Ketchum mHealth Monitor maps adoption of wearable technology, apps, A.I. for personal health and wellness; reveals five kinds of mHealth users
Ketchum, one of the world’s leading communications firms, has released the Ketchum mHealth Monitor, mapping U.S. consumers’ adoption of wearable technology, apps and artificial intelligence (A.I.) for personal health and wellness. The study, released today, highlights significant mobile health technology opportunities and frames five kinds of mHealth users.
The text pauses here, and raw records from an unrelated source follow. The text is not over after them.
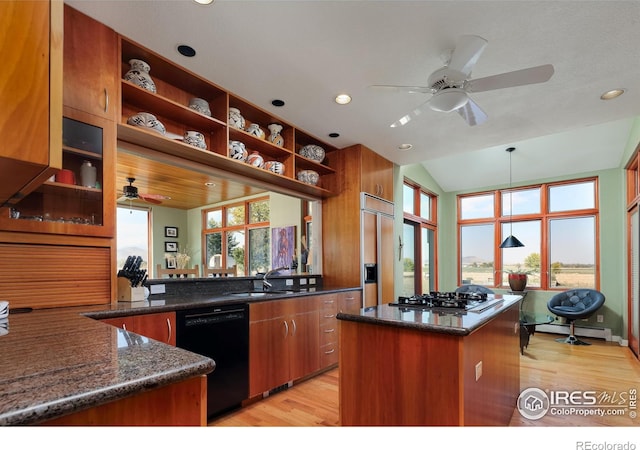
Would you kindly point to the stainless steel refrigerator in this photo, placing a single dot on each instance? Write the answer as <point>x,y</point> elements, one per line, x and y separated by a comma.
<point>376,244</point>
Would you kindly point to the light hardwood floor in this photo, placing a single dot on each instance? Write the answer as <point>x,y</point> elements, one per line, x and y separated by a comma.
<point>546,364</point>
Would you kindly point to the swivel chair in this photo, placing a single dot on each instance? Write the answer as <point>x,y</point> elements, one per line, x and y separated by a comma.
<point>474,288</point>
<point>575,304</point>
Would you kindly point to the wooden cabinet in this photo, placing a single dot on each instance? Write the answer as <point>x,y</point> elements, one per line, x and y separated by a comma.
<point>358,170</point>
<point>175,87</point>
<point>91,67</point>
<point>328,330</point>
<point>72,206</point>
<point>31,80</point>
<point>158,326</point>
<point>283,342</point>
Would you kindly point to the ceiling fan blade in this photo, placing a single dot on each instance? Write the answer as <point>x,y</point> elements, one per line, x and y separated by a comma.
<point>532,75</point>
<point>472,113</point>
<point>409,89</point>
<point>466,53</point>
<point>406,119</point>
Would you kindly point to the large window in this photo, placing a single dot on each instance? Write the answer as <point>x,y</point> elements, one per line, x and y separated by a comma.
<point>556,222</point>
<point>132,236</point>
<point>238,235</point>
<point>418,240</point>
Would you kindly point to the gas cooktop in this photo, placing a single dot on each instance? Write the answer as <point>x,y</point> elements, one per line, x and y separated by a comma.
<point>461,301</point>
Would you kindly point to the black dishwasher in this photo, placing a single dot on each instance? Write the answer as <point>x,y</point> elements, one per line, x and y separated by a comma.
<point>222,334</point>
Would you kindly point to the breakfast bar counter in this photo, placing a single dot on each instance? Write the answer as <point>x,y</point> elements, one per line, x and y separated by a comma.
<point>414,366</point>
<point>57,363</point>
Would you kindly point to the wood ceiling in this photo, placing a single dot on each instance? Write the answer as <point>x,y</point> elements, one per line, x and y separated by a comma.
<point>184,183</point>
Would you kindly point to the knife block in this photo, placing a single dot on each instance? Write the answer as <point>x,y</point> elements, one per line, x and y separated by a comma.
<point>127,293</point>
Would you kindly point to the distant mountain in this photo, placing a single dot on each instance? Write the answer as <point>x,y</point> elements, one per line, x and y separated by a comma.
<point>467,260</point>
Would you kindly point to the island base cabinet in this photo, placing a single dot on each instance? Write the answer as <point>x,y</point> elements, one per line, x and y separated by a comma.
<point>180,404</point>
<point>402,376</point>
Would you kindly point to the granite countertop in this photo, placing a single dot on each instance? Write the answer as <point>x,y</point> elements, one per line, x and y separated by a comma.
<point>174,302</point>
<point>439,320</point>
<point>58,361</point>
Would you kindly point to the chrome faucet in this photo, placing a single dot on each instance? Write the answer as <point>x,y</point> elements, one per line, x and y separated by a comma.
<point>265,283</point>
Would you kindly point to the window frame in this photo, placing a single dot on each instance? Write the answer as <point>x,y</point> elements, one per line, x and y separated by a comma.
<point>544,217</point>
<point>224,229</point>
<point>419,222</point>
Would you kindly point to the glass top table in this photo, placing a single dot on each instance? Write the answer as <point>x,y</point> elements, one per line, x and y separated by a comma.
<point>528,322</point>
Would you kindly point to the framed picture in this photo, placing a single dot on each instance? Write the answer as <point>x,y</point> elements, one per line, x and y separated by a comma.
<point>283,244</point>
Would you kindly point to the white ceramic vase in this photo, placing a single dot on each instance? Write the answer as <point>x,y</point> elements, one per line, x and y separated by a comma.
<point>275,137</point>
<point>235,119</point>
<point>139,75</point>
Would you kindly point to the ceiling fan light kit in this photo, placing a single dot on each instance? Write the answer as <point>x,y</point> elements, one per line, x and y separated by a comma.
<point>448,100</point>
<point>450,85</point>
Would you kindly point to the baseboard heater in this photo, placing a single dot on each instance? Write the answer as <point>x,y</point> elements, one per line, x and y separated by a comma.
<point>600,333</point>
<point>281,388</point>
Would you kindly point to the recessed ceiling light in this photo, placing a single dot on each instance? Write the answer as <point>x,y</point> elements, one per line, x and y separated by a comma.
<point>612,94</point>
<point>186,50</point>
<point>343,99</point>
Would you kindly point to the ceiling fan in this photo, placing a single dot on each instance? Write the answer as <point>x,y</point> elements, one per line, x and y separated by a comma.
<point>130,192</point>
<point>450,85</point>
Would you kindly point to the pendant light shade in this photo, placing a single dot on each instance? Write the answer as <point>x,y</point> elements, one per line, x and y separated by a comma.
<point>511,241</point>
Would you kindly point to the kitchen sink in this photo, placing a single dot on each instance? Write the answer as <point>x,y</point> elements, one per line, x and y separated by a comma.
<point>249,294</point>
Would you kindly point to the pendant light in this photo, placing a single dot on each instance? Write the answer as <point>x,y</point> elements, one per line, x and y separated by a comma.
<point>511,241</point>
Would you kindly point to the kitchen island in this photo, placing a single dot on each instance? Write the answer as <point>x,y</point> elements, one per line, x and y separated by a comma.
<point>411,366</point>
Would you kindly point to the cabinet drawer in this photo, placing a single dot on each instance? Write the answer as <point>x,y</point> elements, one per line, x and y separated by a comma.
<point>328,334</point>
<point>329,355</point>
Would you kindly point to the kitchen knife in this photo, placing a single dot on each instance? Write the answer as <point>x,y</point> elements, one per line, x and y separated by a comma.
<point>126,267</point>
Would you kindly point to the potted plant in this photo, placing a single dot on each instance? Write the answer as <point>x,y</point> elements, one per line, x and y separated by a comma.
<point>518,278</point>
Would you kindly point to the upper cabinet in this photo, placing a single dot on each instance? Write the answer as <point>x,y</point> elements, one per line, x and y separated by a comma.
<point>30,95</point>
<point>169,109</point>
<point>79,199</point>
<point>90,65</point>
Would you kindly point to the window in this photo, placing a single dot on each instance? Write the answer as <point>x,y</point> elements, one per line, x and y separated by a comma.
<point>556,222</point>
<point>418,240</point>
<point>238,234</point>
<point>132,234</point>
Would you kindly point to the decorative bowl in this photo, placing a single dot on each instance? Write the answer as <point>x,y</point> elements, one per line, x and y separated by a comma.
<point>255,160</point>
<point>312,152</point>
<point>309,177</point>
<point>147,120</point>
<point>195,138</point>
<point>255,130</point>
<point>275,167</point>
<point>238,151</point>
<point>200,105</point>
<point>235,119</point>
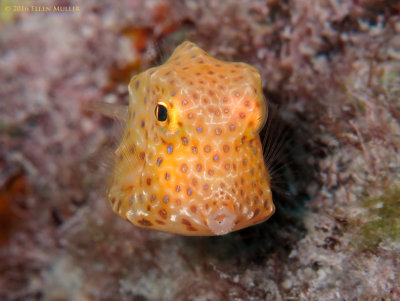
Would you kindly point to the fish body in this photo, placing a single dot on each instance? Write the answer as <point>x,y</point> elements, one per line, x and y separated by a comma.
<point>190,160</point>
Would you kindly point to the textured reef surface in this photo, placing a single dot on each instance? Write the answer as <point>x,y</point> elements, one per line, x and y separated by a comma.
<point>332,69</point>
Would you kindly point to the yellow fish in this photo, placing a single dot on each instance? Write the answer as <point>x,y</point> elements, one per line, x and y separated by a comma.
<point>190,161</point>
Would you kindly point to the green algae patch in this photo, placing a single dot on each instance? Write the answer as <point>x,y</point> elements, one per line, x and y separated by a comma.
<point>384,216</point>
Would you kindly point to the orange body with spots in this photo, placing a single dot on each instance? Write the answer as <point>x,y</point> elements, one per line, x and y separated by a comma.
<point>190,161</point>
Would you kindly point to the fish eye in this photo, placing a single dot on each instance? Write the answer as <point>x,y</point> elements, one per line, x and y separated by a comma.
<point>161,112</point>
It also explains how companies can leverage mobile technology to help people improve their health and the changing dynamics of how health is managed.
According to the study, close to 6 in 10 (58 percent) of Americans with a smartphone say they have shared information with a medical professional via the Internet on their smartphone, mobile app or wearable device, and 1 in 4 have emailed or texted a photo of a medical issue to a doctor. The study shows that they’re also managing their health on their own from their smartphones or fitness trackers. Almost half (47 percent) of respondents have an app that tracks fitness, working out, health or medicine. In addition, 83 percent of people who use fitness or workout apps use them at least once a week.
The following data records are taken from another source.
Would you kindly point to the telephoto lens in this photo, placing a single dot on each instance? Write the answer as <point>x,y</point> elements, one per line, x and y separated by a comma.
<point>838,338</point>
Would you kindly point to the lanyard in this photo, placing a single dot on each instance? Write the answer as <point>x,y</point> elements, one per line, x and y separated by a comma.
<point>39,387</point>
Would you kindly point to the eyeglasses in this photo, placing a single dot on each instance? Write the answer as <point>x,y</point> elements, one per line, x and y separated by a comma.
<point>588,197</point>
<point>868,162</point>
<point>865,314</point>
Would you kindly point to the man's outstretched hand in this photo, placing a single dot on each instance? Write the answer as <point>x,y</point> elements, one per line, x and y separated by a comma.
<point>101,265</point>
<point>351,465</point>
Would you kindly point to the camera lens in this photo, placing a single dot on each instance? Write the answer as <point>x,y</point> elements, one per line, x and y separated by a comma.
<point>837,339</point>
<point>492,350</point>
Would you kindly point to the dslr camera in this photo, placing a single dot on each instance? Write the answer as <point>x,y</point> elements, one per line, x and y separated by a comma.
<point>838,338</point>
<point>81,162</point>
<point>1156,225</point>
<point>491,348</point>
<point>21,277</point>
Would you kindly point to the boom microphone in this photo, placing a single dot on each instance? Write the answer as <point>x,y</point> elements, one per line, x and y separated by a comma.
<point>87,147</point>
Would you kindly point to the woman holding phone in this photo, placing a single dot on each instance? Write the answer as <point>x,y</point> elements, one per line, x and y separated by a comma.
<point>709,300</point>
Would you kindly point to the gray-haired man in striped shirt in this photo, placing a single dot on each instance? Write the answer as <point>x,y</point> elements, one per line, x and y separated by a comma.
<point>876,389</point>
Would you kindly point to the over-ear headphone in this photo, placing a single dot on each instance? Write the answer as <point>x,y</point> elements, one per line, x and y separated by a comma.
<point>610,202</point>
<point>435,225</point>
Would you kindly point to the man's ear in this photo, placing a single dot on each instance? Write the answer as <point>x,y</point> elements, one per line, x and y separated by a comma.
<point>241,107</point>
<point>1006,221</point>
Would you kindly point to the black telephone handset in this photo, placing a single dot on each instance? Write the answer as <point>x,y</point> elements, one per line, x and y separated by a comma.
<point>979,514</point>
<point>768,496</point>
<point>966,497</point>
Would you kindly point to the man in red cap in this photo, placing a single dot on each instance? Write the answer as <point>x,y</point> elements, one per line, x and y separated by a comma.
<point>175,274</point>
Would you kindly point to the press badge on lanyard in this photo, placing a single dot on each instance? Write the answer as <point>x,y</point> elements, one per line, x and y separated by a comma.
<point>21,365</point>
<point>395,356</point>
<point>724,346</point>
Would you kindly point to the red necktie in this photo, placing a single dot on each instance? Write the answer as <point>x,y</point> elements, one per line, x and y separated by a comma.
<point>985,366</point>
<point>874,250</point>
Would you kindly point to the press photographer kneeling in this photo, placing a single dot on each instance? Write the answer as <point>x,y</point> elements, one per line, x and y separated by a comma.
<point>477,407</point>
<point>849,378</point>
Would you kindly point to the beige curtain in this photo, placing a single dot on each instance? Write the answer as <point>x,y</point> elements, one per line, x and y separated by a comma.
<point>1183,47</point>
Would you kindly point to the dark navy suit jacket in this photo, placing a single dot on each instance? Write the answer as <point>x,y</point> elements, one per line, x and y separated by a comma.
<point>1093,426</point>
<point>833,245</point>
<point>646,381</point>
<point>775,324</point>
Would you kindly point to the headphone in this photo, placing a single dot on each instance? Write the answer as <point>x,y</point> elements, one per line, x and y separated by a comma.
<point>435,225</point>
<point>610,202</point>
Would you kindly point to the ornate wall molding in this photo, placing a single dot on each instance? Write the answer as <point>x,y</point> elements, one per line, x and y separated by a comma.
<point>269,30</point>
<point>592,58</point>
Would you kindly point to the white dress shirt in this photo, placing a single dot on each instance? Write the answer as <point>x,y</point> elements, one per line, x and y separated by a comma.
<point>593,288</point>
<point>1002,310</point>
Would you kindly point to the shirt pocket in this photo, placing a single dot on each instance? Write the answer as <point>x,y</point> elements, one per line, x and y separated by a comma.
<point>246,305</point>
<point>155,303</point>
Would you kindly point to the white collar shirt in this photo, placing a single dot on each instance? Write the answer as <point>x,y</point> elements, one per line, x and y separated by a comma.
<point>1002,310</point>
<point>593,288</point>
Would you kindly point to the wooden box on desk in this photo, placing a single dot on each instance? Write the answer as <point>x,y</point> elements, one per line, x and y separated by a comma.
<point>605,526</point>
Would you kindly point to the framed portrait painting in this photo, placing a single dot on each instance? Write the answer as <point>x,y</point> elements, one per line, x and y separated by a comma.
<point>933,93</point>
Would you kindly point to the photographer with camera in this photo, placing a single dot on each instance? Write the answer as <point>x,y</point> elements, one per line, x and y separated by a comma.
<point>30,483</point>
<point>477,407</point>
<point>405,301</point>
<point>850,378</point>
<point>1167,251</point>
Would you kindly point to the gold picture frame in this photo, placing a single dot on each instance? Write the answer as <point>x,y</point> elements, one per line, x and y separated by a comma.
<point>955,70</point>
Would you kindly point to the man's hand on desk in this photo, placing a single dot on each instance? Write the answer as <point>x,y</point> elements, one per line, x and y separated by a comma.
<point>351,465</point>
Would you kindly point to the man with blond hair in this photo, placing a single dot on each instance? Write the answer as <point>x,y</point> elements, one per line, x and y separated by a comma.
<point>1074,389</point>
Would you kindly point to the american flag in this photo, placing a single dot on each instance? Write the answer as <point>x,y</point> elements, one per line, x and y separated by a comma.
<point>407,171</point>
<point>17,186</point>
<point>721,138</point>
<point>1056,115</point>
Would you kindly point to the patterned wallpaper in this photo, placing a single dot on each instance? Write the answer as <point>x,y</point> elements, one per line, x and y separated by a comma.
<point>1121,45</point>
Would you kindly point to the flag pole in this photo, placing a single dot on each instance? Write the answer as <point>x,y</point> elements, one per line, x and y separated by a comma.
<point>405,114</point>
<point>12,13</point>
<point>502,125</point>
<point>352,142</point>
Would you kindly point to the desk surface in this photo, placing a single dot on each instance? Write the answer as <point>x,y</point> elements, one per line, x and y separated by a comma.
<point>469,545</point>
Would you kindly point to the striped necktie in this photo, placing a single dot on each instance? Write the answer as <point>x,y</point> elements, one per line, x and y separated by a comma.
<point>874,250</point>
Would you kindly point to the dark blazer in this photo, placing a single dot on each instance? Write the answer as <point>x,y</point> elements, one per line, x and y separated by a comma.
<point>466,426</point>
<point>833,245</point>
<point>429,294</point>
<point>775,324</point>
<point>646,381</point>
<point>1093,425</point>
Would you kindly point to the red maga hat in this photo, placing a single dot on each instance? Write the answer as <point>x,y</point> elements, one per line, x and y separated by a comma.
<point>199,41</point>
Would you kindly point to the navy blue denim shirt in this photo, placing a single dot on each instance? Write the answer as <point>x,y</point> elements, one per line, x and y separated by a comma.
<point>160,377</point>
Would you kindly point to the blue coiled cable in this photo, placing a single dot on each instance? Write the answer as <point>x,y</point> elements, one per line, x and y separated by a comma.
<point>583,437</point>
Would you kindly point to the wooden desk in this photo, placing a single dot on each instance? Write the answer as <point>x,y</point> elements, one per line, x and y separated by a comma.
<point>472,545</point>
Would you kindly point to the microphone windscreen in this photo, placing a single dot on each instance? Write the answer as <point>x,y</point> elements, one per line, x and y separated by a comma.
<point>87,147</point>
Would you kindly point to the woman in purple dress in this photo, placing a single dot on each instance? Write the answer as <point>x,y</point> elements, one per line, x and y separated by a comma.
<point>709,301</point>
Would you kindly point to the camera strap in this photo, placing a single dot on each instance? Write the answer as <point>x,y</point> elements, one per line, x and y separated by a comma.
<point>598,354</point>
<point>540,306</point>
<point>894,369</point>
“This study points to a shift in people’s attitudes and readiness to use technology to manage their health,” said Lisa Sullivan, executive vice president and North American technology practice leader for Ketchum. “With U.S. smartphone adoption at 68 percent1, now is the time for businesses that have a stake in the healthcare industry to push to develop approachable, intuitive mobile tech offerings that help the ever-increasing mobile user population improve something as personal and important as their health.”
The study also evaluated the emerging use of A.I. — instances where computer systems are able to perform tasks that normally require human intelligence — for health and wellness. Whether asking Siri® about a prescription they’re taking or sending a photo of a medical condition for diagnosis by a virtual assistant, 2 in 5 (39 percent) Americans say they’re comfortable using A.I.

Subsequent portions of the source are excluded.